Everything is Figureoutable
Speaker: Marie Forleo
Having heard about Marie Forleo’s work from a few friends I was very interested in going to listen to her talk and I must say it was an incredibly motivating experience. Sometimes you just need to hear that empowering voice that tells you ‘Yes you can!’ when the self-doubt creeps in and the excuses start piling up! From the very beginning of the session, Marie, an entrepreneur, life coach and author of Everything is Figureoutable, established the ‘rules’ that we needed to follow:
- All problems and dreams are figureoutable
- If a problem isn’t figureoutable it’s a fact of life or…
- You may not actually care enough to solve the problem or reach that dream and that’s also OK (you’ll just have to find something that you do care enough about!)
I think that the main ideas, underpinning these rules, were to look at what you can control in a particular situation, to believe that you can make change happen, and to identify the practical steps that you can take to resolve situations and reach your goals. Marie implored us to get clarity on what we wanted so we could get down to the specifics of knowing exactly what we were setting out to achieve and why.
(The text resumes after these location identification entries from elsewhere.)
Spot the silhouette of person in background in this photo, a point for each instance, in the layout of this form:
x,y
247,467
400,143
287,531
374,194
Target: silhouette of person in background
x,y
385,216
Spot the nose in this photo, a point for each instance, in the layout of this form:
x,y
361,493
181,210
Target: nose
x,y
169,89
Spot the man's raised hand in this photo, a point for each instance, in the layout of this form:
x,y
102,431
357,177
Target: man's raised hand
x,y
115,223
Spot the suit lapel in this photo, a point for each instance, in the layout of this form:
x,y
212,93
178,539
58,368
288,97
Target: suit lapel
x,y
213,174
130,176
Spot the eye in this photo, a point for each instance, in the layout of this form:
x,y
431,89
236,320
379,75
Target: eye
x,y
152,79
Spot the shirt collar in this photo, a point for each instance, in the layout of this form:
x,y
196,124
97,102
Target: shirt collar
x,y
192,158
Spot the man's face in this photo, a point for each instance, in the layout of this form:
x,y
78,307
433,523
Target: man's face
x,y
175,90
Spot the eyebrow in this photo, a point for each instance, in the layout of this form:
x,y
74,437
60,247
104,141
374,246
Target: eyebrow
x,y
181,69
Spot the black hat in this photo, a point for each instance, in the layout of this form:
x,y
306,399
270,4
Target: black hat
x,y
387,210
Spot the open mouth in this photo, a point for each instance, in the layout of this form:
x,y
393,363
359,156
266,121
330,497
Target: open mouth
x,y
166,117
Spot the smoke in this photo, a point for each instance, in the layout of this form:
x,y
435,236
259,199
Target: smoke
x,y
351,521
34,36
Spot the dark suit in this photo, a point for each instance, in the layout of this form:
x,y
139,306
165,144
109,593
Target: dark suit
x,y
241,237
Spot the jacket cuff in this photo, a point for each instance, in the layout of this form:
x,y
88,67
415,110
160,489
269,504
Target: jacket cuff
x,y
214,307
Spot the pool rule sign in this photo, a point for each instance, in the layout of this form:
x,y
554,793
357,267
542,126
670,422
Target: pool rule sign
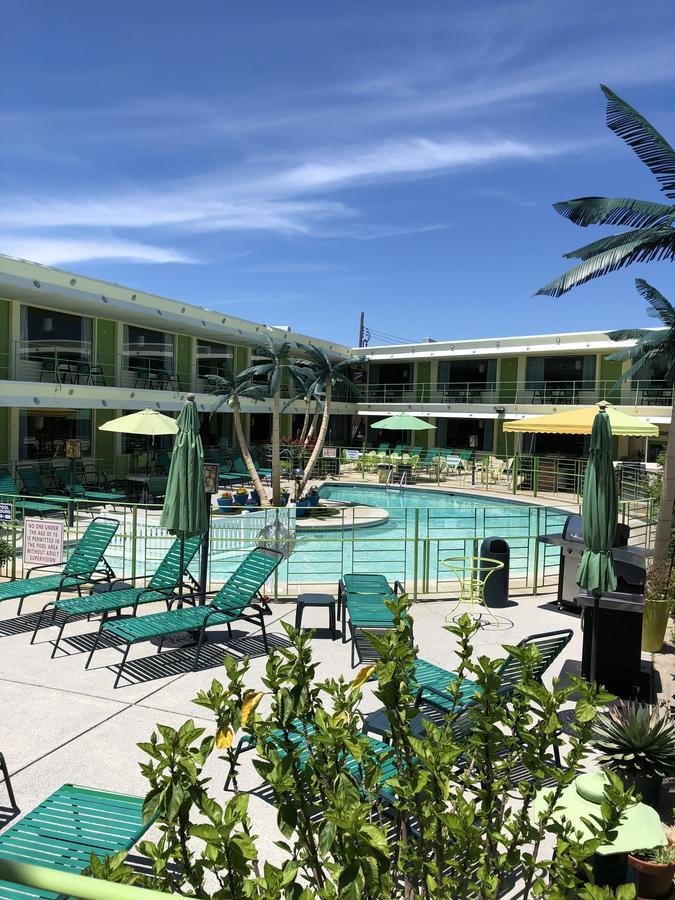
x,y
42,542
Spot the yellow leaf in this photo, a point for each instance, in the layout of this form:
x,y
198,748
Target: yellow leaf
x,y
363,676
251,700
224,739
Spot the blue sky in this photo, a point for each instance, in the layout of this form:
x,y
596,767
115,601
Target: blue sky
x,y
297,163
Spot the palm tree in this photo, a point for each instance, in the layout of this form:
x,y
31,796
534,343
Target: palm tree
x,y
655,349
326,376
651,235
232,390
277,360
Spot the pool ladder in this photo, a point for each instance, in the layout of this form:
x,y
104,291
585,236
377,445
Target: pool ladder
x,y
390,479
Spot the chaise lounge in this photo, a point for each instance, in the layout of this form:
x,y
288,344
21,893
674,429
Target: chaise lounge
x,y
86,561
227,606
160,587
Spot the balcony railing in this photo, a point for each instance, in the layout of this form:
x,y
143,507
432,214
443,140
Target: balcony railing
x,y
550,393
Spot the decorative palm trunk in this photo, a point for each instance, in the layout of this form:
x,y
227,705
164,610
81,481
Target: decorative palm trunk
x,y
305,422
276,457
312,427
246,456
664,522
320,441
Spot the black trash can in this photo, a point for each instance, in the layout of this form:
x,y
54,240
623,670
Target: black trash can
x,y
496,588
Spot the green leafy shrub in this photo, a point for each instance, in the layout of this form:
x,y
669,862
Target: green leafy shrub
x,y
434,817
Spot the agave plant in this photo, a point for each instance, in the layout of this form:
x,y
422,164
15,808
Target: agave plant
x,y
637,740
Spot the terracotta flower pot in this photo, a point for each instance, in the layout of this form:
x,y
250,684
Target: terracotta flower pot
x,y
654,879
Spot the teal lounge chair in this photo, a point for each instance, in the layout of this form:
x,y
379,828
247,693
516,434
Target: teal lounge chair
x,y
433,681
64,830
227,606
9,491
34,486
80,492
86,561
362,598
160,587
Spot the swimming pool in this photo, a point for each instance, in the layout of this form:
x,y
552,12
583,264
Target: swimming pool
x,y
424,527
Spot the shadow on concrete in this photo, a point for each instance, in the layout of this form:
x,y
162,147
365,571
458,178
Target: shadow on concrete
x,y
26,624
180,660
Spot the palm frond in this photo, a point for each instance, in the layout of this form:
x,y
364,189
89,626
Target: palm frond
x,y
626,334
586,211
650,146
616,241
660,246
660,308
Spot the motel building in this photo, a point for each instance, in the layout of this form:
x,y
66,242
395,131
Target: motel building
x,y
76,352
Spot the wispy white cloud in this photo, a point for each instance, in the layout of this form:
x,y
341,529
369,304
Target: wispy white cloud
x,y
58,251
283,198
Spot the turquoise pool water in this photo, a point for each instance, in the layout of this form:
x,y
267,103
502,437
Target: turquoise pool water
x,y
424,527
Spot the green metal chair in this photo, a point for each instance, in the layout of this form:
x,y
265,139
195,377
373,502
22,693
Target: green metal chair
x,y
362,601
433,681
63,831
80,492
10,490
34,485
86,561
227,606
161,586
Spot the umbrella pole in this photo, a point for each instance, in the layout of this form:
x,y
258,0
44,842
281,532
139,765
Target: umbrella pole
x,y
204,560
595,637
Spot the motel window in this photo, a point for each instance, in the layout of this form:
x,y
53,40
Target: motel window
x,y
43,432
48,336
147,351
213,359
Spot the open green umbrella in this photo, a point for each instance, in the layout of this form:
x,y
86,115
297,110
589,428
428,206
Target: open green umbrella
x,y
185,513
402,422
600,514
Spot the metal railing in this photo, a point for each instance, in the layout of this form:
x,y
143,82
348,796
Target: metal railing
x,y
552,393
331,541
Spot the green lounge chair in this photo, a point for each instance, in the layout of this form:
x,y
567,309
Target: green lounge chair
x,y
363,598
86,561
227,606
10,491
433,681
34,486
160,587
64,830
351,766
80,492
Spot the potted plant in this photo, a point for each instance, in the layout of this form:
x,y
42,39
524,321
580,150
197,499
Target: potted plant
x,y
658,593
656,870
241,496
637,741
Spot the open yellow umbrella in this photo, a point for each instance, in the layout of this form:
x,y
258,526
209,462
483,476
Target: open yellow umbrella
x,y
145,421
579,420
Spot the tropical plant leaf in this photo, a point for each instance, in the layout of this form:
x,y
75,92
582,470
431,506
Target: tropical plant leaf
x,y
660,246
660,308
650,146
616,242
585,211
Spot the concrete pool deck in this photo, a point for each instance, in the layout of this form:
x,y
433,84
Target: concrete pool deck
x,y
61,723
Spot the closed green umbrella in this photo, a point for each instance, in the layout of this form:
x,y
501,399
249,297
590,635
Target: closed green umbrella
x,y
600,514
185,513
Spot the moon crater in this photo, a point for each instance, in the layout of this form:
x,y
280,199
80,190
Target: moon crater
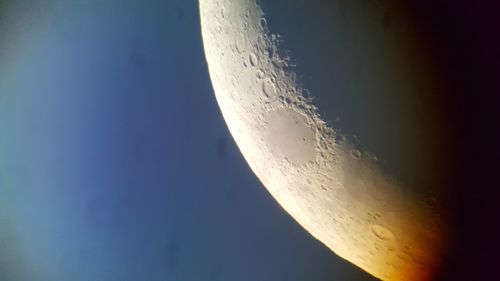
x,y
297,146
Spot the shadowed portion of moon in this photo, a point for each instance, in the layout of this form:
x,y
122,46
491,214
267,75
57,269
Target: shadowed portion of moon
x,y
336,189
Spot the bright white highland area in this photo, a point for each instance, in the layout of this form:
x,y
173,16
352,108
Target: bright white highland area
x,y
337,193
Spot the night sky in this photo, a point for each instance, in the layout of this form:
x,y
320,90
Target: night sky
x,y
116,164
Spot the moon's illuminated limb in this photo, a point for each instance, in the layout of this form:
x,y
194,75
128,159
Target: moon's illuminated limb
x,y
338,194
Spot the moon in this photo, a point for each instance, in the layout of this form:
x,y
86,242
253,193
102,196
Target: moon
x,y
339,193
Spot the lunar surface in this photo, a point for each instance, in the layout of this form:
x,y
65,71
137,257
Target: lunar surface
x,y
338,192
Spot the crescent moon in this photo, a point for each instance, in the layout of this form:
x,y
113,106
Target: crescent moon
x,y
339,194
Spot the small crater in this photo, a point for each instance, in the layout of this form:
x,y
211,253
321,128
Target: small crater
x,y
382,232
260,74
253,59
356,154
268,88
290,136
263,23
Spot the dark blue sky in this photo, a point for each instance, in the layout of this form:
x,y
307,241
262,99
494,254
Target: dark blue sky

She also got us off our seats and participating in exercises such as positive visualisation (imagining ourselves achieving our goals and how it’d feel once we got what we wanted) and reciting affirmations (talking to and expressing ourselves in a way that is healthy and positive). Marie empowered us by sharing her mantra that ‘Everything is Figureoutable’ and encouraged us to make this our own.
Marie concluded her talk with a touching statement that certainly resonated with me and my experience so far of gathering up the courage to take those steps to reach my goals: ‘the most powerful words in the world are the ones you say to yourself’.
Note: This post contains no sponsored material or affiliate links and is based on my own opinions, views and experiences of carrying out the personal development activities described above.